O SEGREDO  |  Já ouviram falar que o segredo é a alma do negócio? Confúcio faz jus à sua origem remota de judeu sefardita. Teceu sua estratégia no silêncio sepulcral dos grandes estrategistas, mas dela podem fazer parte atores tão envolvidos e comprometidos, que não sinalizam nem sob tortura que já sabiam disso. É do jogo. Ao espalhar, como um boato com cara de blefe, que não renunciaria ao mandato para concorrer ao Senado, o fez com notável precisão temporal: antes da abertura da temporada de caça, que abre na próxima quarta, dia 7. Tem à frente 30 longos dias para cevar sua estratégia de incertezas torturantes, delirantes, massacrantes. Todos, absolutamente todos os jogadores no tabuleiro de 2018, dependem de algum modo da sua decisão. Maior precisão estratégica, impossível. Seguidores ou opositores, todos agora submetem-se à decisão magistral de Confúcio Moura, e as redes sociais modelam a temperatura de um termômetro que implodiu à sua vontade soberana, inquestionável. Mas… segredo pode virar degredo.

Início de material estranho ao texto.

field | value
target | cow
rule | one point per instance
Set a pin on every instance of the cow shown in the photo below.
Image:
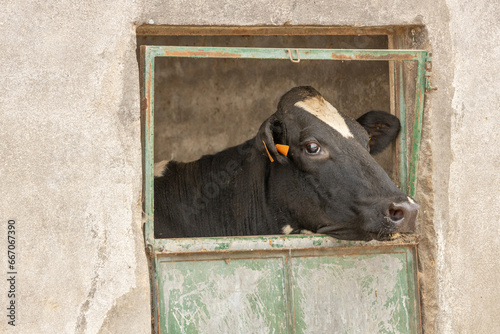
(308, 170)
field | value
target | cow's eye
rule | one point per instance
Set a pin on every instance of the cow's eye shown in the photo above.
(313, 148)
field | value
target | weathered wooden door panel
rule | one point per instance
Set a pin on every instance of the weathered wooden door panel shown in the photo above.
(293, 284)
(351, 294)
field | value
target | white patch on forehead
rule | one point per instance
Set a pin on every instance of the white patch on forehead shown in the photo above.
(160, 167)
(322, 109)
(287, 229)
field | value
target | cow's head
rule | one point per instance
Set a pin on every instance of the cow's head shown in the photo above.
(328, 182)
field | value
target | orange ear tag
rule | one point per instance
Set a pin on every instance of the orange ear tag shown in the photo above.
(269, 154)
(283, 149)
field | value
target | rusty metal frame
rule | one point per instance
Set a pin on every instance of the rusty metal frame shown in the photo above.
(160, 247)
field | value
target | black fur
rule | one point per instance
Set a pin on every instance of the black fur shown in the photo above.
(340, 190)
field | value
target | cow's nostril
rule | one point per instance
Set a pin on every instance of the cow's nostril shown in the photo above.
(396, 214)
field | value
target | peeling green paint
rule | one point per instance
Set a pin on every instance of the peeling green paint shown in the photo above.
(282, 284)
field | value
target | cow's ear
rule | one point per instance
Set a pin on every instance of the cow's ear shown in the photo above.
(382, 127)
(272, 132)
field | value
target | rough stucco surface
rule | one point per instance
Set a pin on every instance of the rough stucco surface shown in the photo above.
(71, 166)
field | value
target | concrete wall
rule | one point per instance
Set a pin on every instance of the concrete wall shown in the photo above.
(71, 155)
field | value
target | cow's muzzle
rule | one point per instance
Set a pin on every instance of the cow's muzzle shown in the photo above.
(403, 215)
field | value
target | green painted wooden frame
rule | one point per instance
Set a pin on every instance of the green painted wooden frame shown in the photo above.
(407, 181)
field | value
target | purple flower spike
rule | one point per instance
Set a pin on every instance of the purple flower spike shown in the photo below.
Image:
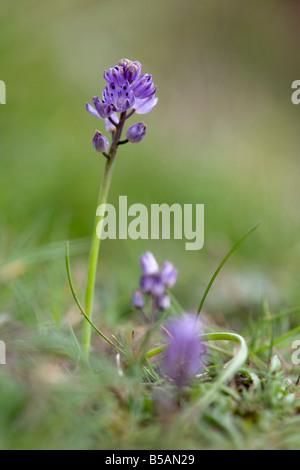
(163, 302)
(120, 98)
(126, 89)
(100, 142)
(138, 300)
(144, 87)
(181, 360)
(168, 274)
(132, 70)
(158, 287)
(146, 284)
(146, 105)
(149, 264)
(115, 75)
(136, 132)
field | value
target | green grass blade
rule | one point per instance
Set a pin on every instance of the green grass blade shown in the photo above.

O lado negro da força agindo?

O LADO NEGRO  |  Do outro lado, a hipótese de uma decisão definitiva em continuar no comando do governo, me parece pouco sustentável sob qualquer prisma. Os balões lançados como oportunistas, transpiram as insatisfações e incertezas lançadas com as decisões de outro mago da estratégia, Daniel Pereira. Uma rebelião surda e muda das forças de segurança não tem sustentação, ainda que sejam fortes os sinais. Há, é certo, muita coisa em jogo neste tabuleiro perigoso feito armadilha para desinformados. O lado negro da força insinua-se e infiltra-se nos conflitos de poder no alto escalão. O fato é que os interesses nada confessáveis de jogadores vorazes foram colocados em risco, e os movimentos perpetrados pelo vice-governador não negam que provocaram insatisfações, quase delírios. Mexer em time que está “ganhando” então, é cutucar hienas com vara curta demais para tolerâncias de menos. Validada esta hipótese de fonte segura, que emerge como um desastre político-institucional, é fazer derreter tudo e todos no tabuleiro de 2018, no fogo lento e letal dos 30 dias da janela famigerada. Afinal, quem manda? São “eles”? Financiar, influenciar e até gerenciar agora impõe não renunciar? A cadeia de comando cooptada pelo mal e no andar de cima do governo, precisa ser menos óbvia e impulsiva. Deu na cara demais! Penso que governador e vice, com seus aliados no topo da cadeia alimentar da política rondoniense, têm notável ciência desta decisão. Portanto, este momento, mais do que de excitação quase erótica, pernóstica, demanda a frieza e a capacidade para os cálculos complexos sobre desdobramentos. Creio que agora a velha receita da cautela e caldo de galinha, são mais que necessários. Evitem bebedeiras, aspirações e outras transações. Até breve amigos. Isto não acaba aqui. E não é nem o começo.

(*)José Armando Bueno é empreendedor e jornalista, editor de A CAPITAL.